Nouvel inscrit, je fais des recherches depuis environ 1 an sur le 608e RP dans lequel mon grand-père (classe 24) a été mobilisé (7e Cie, 2e Bn) en septembre 1939. J'ai déjà eu l'occasion de vous lire à pas mal de reprises mais tant que je n'avais pas quelque chose de consistant à mettre en ligne je m'abstenais : aujourd'hui je vous fait part d'une (petite) partie de mes recherches en espérant que vous pourrez répondre à certaines questions.
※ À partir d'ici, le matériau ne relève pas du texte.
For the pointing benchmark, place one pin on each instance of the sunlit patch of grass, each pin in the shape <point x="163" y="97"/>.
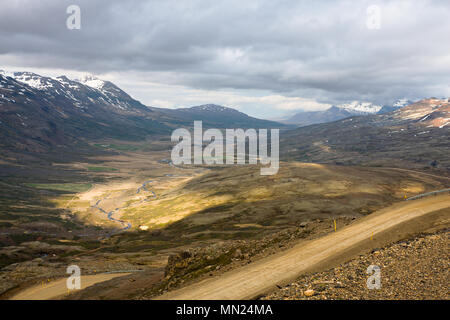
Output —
<point x="68" y="187"/>
<point x="102" y="169"/>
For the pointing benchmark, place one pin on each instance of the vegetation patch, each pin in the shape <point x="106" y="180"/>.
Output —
<point x="67" y="187"/>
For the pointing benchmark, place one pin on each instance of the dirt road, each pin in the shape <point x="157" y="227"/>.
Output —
<point x="264" y="275"/>
<point x="57" y="288"/>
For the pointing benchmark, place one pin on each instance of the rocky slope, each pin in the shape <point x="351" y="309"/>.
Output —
<point x="414" y="269"/>
<point x="415" y="136"/>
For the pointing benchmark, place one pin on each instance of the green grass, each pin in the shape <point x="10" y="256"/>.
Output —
<point x="102" y="169"/>
<point x="69" y="187"/>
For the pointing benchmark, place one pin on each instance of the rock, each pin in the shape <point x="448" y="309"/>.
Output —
<point x="309" y="293"/>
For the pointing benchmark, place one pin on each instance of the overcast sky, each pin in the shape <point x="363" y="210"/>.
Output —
<point x="265" y="58"/>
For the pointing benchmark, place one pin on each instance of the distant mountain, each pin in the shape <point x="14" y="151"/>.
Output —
<point x="334" y="113"/>
<point x="415" y="136"/>
<point x="217" y="116"/>
<point x="39" y="113"/>
<point x="343" y="111"/>
<point x="400" y="103"/>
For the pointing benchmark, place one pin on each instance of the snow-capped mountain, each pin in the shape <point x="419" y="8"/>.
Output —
<point x="342" y="111"/>
<point x="38" y="113"/>
<point x="356" y="107"/>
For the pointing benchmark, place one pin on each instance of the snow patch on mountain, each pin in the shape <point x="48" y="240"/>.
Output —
<point x="360" y="107"/>
<point x="91" y="81"/>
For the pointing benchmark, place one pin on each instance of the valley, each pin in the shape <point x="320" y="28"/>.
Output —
<point x="91" y="183"/>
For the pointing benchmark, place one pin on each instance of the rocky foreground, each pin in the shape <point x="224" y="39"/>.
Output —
<point x="418" y="268"/>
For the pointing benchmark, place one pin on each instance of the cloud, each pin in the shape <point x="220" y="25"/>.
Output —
<point x="310" y="53"/>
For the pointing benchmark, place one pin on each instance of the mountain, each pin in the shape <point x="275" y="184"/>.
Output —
<point x="334" y="113"/>
<point x="39" y="114"/>
<point x="217" y="116"/>
<point x="415" y="136"/>
<point x="400" y="103"/>
<point x="343" y="111"/>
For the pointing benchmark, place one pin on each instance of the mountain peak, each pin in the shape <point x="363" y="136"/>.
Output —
<point x="360" y="107"/>
<point x="91" y="81"/>
<point x="213" y="108"/>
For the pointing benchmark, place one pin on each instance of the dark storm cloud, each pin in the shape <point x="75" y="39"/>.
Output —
<point x="321" y="50"/>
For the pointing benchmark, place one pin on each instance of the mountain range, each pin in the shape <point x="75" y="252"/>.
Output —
<point x="39" y="114"/>
<point x="343" y="111"/>
<point x="415" y="136"/>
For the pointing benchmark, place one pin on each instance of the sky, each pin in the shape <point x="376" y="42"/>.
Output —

Le 608e Rp est un régiment organique du 8e CA constitué de soldats âgés (environ 35 ans) et mal équipés (aussi bien en arme qu'en matériel de travaux). Pendant la drôle de guerre jusque fin mai il est affecté sur a ligne Maginot : certains diront une zone plutôt calme mais il y tout de même eu quelques morts et blessés par des tirs d'artillerie bien que ce n'était pas une unité combattante : les travaux qu'effectuaient les pionniers pouvaient se trouver dans des zones exposées (en particulier le creusement d'un fossé anti-char qui a pris une bonne partie de l'hiver à tout le régiment faute de matériel adéquat)
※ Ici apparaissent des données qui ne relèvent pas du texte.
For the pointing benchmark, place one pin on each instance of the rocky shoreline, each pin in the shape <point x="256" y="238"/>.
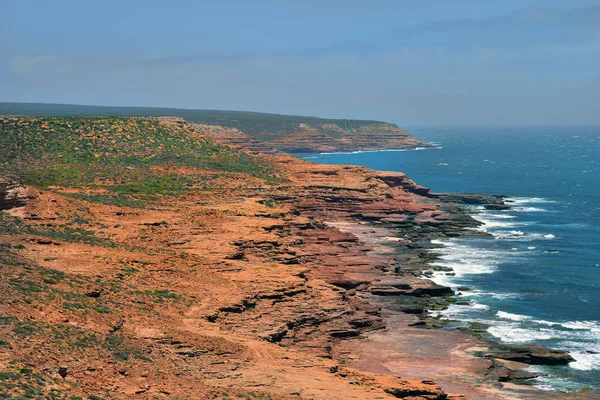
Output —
<point x="314" y="286"/>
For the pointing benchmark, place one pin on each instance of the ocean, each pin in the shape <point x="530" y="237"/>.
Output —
<point x="536" y="279"/>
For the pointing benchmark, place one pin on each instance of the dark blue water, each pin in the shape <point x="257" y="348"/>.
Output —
<point x="537" y="279"/>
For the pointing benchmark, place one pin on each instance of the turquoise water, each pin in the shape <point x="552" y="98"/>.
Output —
<point x="537" y="279"/>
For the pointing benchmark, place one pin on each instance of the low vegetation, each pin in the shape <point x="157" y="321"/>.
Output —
<point x="120" y="160"/>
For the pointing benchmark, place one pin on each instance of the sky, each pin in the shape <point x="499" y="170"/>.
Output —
<point x="427" y="62"/>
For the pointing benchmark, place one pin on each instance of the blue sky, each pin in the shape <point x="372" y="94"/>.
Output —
<point x="409" y="62"/>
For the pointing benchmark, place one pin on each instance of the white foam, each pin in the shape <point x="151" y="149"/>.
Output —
<point x="378" y="151"/>
<point x="585" y="361"/>
<point x="528" y="200"/>
<point x="591" y="326"/>
<point x="512" y="333"/>
<point x="529" y="209"/>
<point x="522" y="236"/>
<point x="512" y="317"/>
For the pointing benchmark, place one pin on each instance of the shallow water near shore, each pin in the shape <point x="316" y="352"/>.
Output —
<point x="537" y="278"/>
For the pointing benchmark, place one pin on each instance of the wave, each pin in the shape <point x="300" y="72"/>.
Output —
<point x="512" y="317"/>
<point x="528" y="200"/>
<point x="522" y="236"/>
<point x="376" y="151"/>
<point x="529" y="209"/>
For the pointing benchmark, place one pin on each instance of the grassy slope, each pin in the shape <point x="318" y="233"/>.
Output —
<point x="126" y="159"/>
<point x="46" y="315"/>
<point x="251" y="123"/>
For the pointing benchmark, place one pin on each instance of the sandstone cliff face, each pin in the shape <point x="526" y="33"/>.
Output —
<point x="14" y="195"/>
<point x="332" y="137"/>
<point x="317" y="137"/>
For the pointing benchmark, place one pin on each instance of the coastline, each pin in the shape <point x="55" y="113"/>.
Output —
<point x="310" y="287"/>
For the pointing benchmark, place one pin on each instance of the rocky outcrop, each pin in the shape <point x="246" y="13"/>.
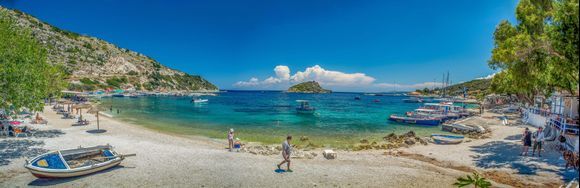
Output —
<point x="308" y="87"/>
<point x="93" y="63"/>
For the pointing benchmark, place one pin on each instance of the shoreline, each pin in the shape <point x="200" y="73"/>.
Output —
<point x="166" y="159"/>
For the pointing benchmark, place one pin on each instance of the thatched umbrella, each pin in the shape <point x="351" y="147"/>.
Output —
<point x="95" y="109"/>
<point x="65" y="102"/>
<point x="81" y="107"/>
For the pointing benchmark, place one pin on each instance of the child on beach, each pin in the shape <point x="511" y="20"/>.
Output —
<point x="286" y="151"/>
<point x="527" y="139"/>
<point x="231" y="139"/>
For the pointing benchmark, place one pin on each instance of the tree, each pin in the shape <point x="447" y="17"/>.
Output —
<point x="538" y="55"/>
<point x="475" y="180"/>
<point x="26" y="78"/>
J'ai récupéré quelques infos à Vincennes sur le 608 RP , mais la plupart des documents ont été perdus ou détruits durant le mois de juin 1940. Il faudrait que j'y retourne pour avoir des infos dans les archives du 8e CA.

Début juin 1940, le 8e CA se regroupe (ordre général du 31 mai) et à partir du 3 juin les EOCA sont emmenés en train vers l'Ouest afin de renforcer le front qui tente de maintenir une ligne continue sur l'Aisne.
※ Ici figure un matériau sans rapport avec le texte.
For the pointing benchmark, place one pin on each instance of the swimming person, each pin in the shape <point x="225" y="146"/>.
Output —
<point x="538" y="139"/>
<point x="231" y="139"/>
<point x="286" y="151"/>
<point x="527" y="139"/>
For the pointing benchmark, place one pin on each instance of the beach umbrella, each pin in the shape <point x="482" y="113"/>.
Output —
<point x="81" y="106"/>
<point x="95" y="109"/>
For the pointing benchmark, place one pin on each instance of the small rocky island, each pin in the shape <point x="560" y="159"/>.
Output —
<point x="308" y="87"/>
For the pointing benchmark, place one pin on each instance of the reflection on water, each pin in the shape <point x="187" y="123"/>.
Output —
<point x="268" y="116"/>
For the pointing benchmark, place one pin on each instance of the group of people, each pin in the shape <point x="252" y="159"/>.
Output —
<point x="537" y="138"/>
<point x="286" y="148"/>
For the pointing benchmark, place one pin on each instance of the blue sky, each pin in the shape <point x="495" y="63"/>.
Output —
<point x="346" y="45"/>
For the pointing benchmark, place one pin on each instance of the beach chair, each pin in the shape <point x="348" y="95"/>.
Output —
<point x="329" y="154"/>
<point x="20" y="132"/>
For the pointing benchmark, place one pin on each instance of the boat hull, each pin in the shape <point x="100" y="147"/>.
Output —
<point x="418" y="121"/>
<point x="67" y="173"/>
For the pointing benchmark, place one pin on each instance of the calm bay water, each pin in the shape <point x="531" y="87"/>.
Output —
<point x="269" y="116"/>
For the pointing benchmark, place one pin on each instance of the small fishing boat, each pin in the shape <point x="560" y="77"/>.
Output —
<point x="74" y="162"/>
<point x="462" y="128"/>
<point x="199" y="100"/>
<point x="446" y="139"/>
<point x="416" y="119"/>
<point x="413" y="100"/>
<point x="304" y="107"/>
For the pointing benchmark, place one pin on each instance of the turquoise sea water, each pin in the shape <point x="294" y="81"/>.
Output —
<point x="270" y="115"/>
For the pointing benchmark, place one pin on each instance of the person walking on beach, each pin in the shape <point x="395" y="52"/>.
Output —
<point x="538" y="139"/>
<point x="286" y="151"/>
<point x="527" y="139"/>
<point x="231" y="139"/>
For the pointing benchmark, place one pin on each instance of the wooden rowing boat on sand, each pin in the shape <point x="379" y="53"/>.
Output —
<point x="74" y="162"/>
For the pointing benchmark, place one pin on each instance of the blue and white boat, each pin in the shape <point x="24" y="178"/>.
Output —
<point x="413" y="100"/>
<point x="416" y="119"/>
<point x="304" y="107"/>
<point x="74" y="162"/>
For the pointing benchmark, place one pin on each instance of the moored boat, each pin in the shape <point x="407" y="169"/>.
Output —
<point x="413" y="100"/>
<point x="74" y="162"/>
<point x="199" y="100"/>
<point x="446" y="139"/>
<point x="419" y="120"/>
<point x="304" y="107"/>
1ère question : jusqu'à cette date le 8e CA était rattaché à la 5e armée :  d'après ce que j'ai trouvé il a été ensuite rattaché à la 4e armée, mais quels étaient les divisions qui lui ont été affectées (au moins d'après ce que j'ai trouvé 3e DIM, 14e DI, 2e DI) ?

2ème question : je n'ai aucune trace du régiment entre le 1er juin et le 8 juin : a quel moment le 8e CA a-t-il été opérationnel avec ses nouvelles DI  ?

Aux alentours du 8-9 juin, le CA se trouve au nord de Mourmelon-le-grand (ordre général d'opération et lettre de mon GP contenant sa position) : front au niveau de Betheniville (S-E de Rethel). A ce moment le front n'est plus continu sur l'Aisne et a été enfoncé au niveau de Soissons (tenu par la VIe armée).

Ensuite c'est le "reculade" du régiment en ordre et complet jusqu'au 14 juin à Nogent-sur-Aube(même si le train de combat a eu du mal à rejoindre bloqué par des blindés allemands qui avancent plus vite que nous ne reculons et que le nombre d'éclopés et de soldats épuisés augmente à cause des marches forcées).

A partir du 14 juin, 2 éléments vont déclencher la "dislocation" du régiment :
- alors que le régiment se regroupe dans un bois entre Nogent-sur-aube et Avant-lès-ramerupt, il est bombardé par des avions italiens causant de nombreuses pertes (34 tués dont lieutenants Galopin et Baudet et 50 blessés).
- le même jour le colonel Herique (commandant du régiment) et le Commandant Gautherot sont faits prisonniers par les éléments avancés Allemands alors qu'ils cherchent à rejoindre le QG du 8e CA pour prendre des ordres.

Cela désorganise le régiment : les capitaines Tainturier et Rousseau reprennent le commandement provisoire du régiment mais semble-t-il avec nettement moins d'efficacité (plus de carte des lieux traversés) que le colonel Herique ancien officier d'active expérimenté.

Le 15/06, le régiment fait retraite avec une marche de 50 km avec de nombreuses attaques aériennes et des avant-gardes allemandes un peu partout : ensuite je n'ai plus que le JMO du 1er bataillon et de la section de commandement (qui mentionne que le 2e Bon ne rejoint pas) : une partie des soldats du 1er Bon sont chargés sur 3 camions égarés de la 485e Cie auto qui doivent faire la navette pour transporter le plus de soldats possible.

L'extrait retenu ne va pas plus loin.